Yesterday I dismantled my Grouphead for thorough greasing, and while I was at it, I was super scared of scratching my spotless SS and chrome finish. I decided enough is enough,so decided to wrap it.

Took the panels off, drove to Honda dealer across the street and asked them to wrap it for me. Here is the transformation.

Nearly identical finish to the frame (in anthracite from factory)

But here's the best part.... It cost me $8 and 20 minutes of waiting. Plus I now have far less surface area to keep polished, AND it provides scratch protection!

Going to be a bit of a hassle, but if I were to remove the Grouphead, steam and hot water wand off, I could take the front panel and have that covered too. I won't be scared of channelling if I do so...

Should I, or leave the front shiny?


----------



## u2jewel (Aug 17, 2017)

Oh.. While I'm at it, here's my latest set up


----------



## ATZ (Aug 4, 2017)

@u2jewel that looks immense. Personally I'd leave the front SS for contrast.

What made you go with the ECM out of interest?


----------



## MildredM (Feb 13, 2017)

Love it! Yes, leave the front shiny!


----------



## u2jewel (Aug 17, 2017)

ATZ said:


> @u2jewel that looks immense. Personally I'd leave the front SS for contrast.
> 
> What made you go with the ECM out of interest?


Thanks!

I'm living in Vietnam at the moment, and that had a partial influential role in the decision making.

If I was back in the UK, then repairs would not have been right at the top of the list of factors and priorities.

Having scoured the web, reading everything and watching everything, even though it was marginal, I came to the conclusion that ECM and Profitec stood out in internal design, component quality, layout, and less incidences of malfunctions.

It is a matter of time before I need to replace something internally; in which case, no one locally can repair the machine for me. Ease of access, clean and logical layout kind of won me over.

At first, during the research phase, Rocket was in the lead. Partly because my knowledge of the internals of the espresso machine was still inadequate at the time, but when I saw the inside, I thought "wow! It's like a jungle of copper pipes and wires.." Same for Quickmill and Izzo.. Then I saw ECM.

I wanted a shiny stainless steel machine (contrary to what I did today!) which was an E61. To me, it screamed classic espresso!


----------



## kennyboy993 (Jan 23, 2017)

Yeah leave it shiney - nice contrast!


----------



## Stanic (Dec 12, 2015)

Looks excellent!


----------



## maliziasm (Nov 16, 2017)

Leave it shiny it looks great!


----------



## 9719 (Mar 29, 2015)

Lime green so as to not feel the odd one out.....


----------



## ashcroc (Oct 28, 2016)

mines_abeer said:


> Lime green so as to not feel the odd one out.....

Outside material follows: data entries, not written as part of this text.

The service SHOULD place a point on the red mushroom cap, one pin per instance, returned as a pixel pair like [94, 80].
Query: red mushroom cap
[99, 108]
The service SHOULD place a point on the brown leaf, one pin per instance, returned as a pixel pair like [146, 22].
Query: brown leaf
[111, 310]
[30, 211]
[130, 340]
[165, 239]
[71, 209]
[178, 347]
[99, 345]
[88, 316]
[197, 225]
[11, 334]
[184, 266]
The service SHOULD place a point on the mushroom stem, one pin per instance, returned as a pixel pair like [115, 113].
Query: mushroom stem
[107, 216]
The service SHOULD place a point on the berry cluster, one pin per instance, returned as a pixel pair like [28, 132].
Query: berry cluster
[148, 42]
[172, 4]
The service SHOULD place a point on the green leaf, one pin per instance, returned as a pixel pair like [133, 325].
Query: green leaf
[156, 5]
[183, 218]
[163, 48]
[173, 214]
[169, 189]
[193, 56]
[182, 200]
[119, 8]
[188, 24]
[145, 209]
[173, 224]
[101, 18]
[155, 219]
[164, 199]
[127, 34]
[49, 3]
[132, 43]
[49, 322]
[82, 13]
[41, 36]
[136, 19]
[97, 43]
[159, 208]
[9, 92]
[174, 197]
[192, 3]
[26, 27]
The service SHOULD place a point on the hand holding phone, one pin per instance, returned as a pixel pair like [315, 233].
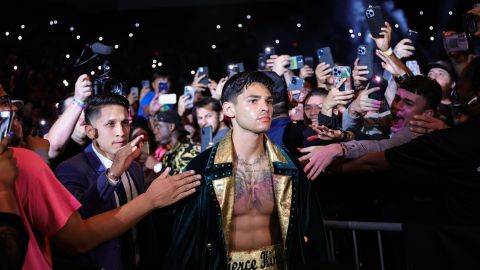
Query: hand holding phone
[206, 137]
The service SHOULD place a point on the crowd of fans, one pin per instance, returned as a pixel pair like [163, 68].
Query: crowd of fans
[424, 127]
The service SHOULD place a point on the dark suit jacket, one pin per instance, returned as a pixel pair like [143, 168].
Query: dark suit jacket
[84, 176]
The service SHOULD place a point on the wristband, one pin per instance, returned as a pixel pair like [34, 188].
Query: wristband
[388, 52]
[80, 103]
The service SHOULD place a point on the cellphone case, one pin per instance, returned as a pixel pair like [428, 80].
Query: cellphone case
[341, 72]
[375, 20]
[206, 137]
[325, 56]
[365, 56]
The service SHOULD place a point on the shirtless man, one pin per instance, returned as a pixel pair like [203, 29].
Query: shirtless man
[254, 208]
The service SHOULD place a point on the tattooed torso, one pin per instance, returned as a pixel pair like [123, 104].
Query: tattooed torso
[255, 219]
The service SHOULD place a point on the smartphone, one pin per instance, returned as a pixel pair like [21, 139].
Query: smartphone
[189, 92]
[378, 81]
[203, 71]
[262, 61]
[235, 68]
[145, 83]
[325, 56]
[145, 148]
[375, 20]
[206, 137]
[6, 122]
[296, 62]
[134, 92]
[269, 51]
[414, 67]
[456, 43]
[365, 56]
[163, 86]
[343, 72]
[309, 62]
[413, 36]
[167, 99]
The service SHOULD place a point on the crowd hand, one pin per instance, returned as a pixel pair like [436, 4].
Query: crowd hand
[144, 91]
[390, 65]
[318, 158]
[306, 72]
[363, 103]
[423, 124]
[323, 73]
[182, 106]
[383, 42]
[196, 83]
[83, 88]
[124, 156]
[217, 92]
[166, 190]
[325, 134]
[403, 49]
[280, 64]
[357, 73]
[336, 97]
[476, 12]
[154, 105]
[8, 166]
[38, 145]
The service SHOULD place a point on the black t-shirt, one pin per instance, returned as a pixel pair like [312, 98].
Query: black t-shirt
[450, 160]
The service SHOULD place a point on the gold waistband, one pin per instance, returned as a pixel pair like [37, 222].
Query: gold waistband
[265, 258]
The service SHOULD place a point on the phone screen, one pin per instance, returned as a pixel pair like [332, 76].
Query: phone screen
[206, 137]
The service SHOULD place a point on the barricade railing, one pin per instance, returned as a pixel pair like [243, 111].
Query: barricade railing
[355, 226]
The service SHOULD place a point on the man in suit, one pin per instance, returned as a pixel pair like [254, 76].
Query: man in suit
[104, 177]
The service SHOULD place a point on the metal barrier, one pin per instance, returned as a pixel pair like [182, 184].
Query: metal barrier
[354, 226]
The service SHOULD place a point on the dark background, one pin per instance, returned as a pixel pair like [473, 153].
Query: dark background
[180, 34]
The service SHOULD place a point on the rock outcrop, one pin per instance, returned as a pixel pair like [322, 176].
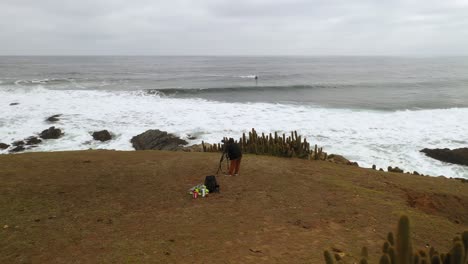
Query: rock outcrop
[157, 140]
[396, 169]
[53, 118]
[455, 156]
[18, 148]
[194, 148]
[102, 135]
[4, 146]
[341, 160]
[33, 141]
[51, 133]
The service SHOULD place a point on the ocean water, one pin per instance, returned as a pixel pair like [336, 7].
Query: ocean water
[373, 110]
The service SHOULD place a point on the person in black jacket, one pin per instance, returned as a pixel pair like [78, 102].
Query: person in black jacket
[234, 153]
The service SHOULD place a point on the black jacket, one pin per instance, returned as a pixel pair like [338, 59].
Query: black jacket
[233, 151]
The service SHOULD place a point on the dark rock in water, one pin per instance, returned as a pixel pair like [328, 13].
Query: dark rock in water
[158, 140]
[51, 133]
[190, 137]
[4, 146]
[455, 156]
[337, 159]
[102, 135]
[18, 143]
[33, 141]
[17, 148]
[396, 169]
[53, 118]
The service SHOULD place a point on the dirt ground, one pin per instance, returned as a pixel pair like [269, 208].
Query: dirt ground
[134, 207]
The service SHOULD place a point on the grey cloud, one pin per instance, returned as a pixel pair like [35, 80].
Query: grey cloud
[224, 27]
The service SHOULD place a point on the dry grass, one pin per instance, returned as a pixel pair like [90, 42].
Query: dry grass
[133, 207]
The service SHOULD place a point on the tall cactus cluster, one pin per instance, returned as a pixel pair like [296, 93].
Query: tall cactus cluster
[400, 250]
[274, 145]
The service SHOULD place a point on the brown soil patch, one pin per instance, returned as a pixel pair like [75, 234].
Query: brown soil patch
[133, 207]
[449, 206]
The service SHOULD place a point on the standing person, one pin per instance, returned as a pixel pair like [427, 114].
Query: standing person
[235, 155]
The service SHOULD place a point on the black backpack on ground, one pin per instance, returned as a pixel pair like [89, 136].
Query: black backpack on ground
[211, 184]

& a fluorescent orange drip tray so your cups don't scratch it.


----------



## MalcolmH (Dec 10, 2016)

I was the same as you @u2jewel. When i saw inside my Mechanica it bought a smile to my face.


----------



## Inglorious Alf (Jul 2, 2017)

That looks awesome! Having the panel around the bottom of the drip tray keeps was a nice touch. But I think I'm with everyone else - I'd keep the front shiny. Saying that, I'd love to see what it looked like if you did have it covered...


----------



## u2jewel (Aug 17, 2017)

Inglorious Alf said:


> That looks awesome! Having the panel around the bottom of the drip tray keeps was a nice touch. But I think I'm with everyone else - I'd keep the front shiny. Saying that, I'd love to see what it looked like if you did have it covered...


Thanks!

Yes, the drip tray is where it is most exposed to abrasion. During the summer, I was pulling shots into glasses; with the bottom being smooth, until a few weeks ago it still looked brand new. Come autumn, more hot drinks (thus use of ceramics) which have a rough bottom acting like sandpaper. So I thought why not?

While I had the side /rear panels off, my intention was to take the front off too, but a few factors like a) I wanted the machine up and running that evening, b) I've had the guys wrap my motorbike before, but wasn't sure about stainless steel and their ability to do it well, and whether it would adhere properly.. A test run to see how it goes, with the intention being this an interim state. Along with everyone else, I've grown fond of this looks 

The material used is just like those protective sheets (the white plastic with blue prints) on panels upon delivery when new. It's tough, stretchy and easily affordable and applicable. Just a hair dryer to stretch out the wrinkles, and a sharp razor to cut the edges and burst those small bubbles!


----------



## u2jewel (Aug 17, 2017)

I think this was the picture I saw on the web that got me going..


----------



## JonR (Aug 21, 2017)

Looks fantastic. I have a Sage Dual Boiler. I ordered black for two reasons - easier to keep looking like new and, in black, it was significantly cheaper than the silver version. Matches my kitchen better too... win-win-win. I do love those classic looking European machines in silver(wonderful) but I know I'd scratch them and be continually wiping fingerprint / splash marks off - so went for black. So far, so good.


----------



## CrocodileJock (Jan 23, 2018)

Looks great wrapped... But leave the front shiny for contrast imho


----------



## xpresso (Jan 16, 2018)

Love that finish you've currently achieved, I'd be a bit wary of it's longevity, probably no problem on the sides, but the front with perhaps more localised heat it may bubble or discolour.

All that said if you did it (Nothing lost) and with the passage of time it suffered you can remove it and still have the former .... go on try it ... you won't be happy till you have.

Jon.


----------



## Darkshin (Aug 8, 2019)

What did you ever decide to do? Did you ever get the front done?


----------